Imagining London: The City in Early Modern Literature

Module code: EN3164

Module co-ordinator: Dr Mary Ann Lund

In this module you will examine the central place that London held in the literary imagination from the 16th to the 18th centuries. Through readings of a wide range of texts and genres, we will consider how writers depicted the rapidly expanding metropolis and identified a defining set of characteristics for it, including noise and crowds, crime and jurisdiction, sex and prostitution, epidemic disease, the suburbs, religious and political debate, and finance and trade.

Topics covered

We will take a broadly chronological approach to the changing views of London in literature, while identifying important ongoing and developing themes. We will start in the mid-16th century with William Baldwin's bizarre and brilliant Protestant fiction Beware the Cat, in which the narrator uses magical means to eavesdrop on the conversation of cats on the rooftops of London.

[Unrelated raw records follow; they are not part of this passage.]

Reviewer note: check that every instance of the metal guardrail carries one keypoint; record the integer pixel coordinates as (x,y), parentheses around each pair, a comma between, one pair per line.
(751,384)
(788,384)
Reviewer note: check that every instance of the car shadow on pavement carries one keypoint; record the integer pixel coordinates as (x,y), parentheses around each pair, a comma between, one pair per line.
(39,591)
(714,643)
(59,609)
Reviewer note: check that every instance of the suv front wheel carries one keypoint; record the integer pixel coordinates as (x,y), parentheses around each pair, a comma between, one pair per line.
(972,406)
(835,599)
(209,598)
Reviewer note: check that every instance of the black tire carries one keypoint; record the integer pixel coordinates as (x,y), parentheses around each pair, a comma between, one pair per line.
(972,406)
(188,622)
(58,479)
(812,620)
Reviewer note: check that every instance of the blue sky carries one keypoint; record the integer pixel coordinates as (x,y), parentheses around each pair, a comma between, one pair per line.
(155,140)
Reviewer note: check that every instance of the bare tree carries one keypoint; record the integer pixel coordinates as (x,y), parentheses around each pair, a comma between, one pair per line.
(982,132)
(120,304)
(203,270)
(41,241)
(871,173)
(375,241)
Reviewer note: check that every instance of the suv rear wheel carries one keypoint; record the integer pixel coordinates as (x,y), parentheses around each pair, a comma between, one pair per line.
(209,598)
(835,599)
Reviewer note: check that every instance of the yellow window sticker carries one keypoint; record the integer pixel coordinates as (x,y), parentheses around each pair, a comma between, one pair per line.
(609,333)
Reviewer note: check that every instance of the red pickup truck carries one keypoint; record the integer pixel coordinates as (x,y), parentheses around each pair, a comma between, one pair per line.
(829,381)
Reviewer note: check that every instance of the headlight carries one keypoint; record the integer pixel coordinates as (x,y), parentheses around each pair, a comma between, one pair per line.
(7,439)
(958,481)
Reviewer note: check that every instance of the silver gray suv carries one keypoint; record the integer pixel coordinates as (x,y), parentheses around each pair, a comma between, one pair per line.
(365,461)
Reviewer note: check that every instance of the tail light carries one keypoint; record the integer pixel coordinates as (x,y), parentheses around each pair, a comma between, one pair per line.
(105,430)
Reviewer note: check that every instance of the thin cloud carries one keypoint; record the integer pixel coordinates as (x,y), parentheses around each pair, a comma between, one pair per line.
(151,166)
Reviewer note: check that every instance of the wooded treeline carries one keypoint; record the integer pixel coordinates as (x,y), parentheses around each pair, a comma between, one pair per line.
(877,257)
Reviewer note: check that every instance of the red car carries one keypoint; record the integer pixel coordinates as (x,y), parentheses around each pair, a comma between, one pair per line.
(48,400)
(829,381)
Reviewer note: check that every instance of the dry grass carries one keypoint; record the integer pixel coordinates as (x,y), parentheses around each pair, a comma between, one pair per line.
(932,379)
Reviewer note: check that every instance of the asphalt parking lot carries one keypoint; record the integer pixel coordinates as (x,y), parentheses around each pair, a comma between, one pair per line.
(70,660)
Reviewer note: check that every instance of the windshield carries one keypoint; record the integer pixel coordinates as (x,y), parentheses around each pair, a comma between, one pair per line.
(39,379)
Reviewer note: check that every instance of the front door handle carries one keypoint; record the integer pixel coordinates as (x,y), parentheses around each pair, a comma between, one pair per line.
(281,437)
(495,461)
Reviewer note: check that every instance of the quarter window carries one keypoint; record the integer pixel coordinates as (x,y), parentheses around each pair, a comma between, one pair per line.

The harassed scholar of John Donne's Satire I will be our second literary tour guide to the early modern urban experience, as he leaves his study to walk the streets and pretends (at least) to be horrified by the frivolous and amoral characters who populate it. Other Elizabethan and early Jacobean writing will include the emerging genre of city comedy, which seeks to display both the chaotic vibrancy and the dangers of urban life.

We will pay close attention to important public spaces such as the public playhouses and the city pulpits, investigating the city's topography and its key sites of controversy and debate. In studying literature in civil war London, we will examine the role of pamphlet publication in shaping the city's changing political and social identity.

We will move on to consider the depiction and mapping of the new city after the Great Fire of 1666, looking at Restoration poetry (including the Earl of Rochester's infamous 'Ramble in St James's Park') and periodical literature. We will finish at the River Thames with Alexander Pope's satire on London hack writers, The Dunciad.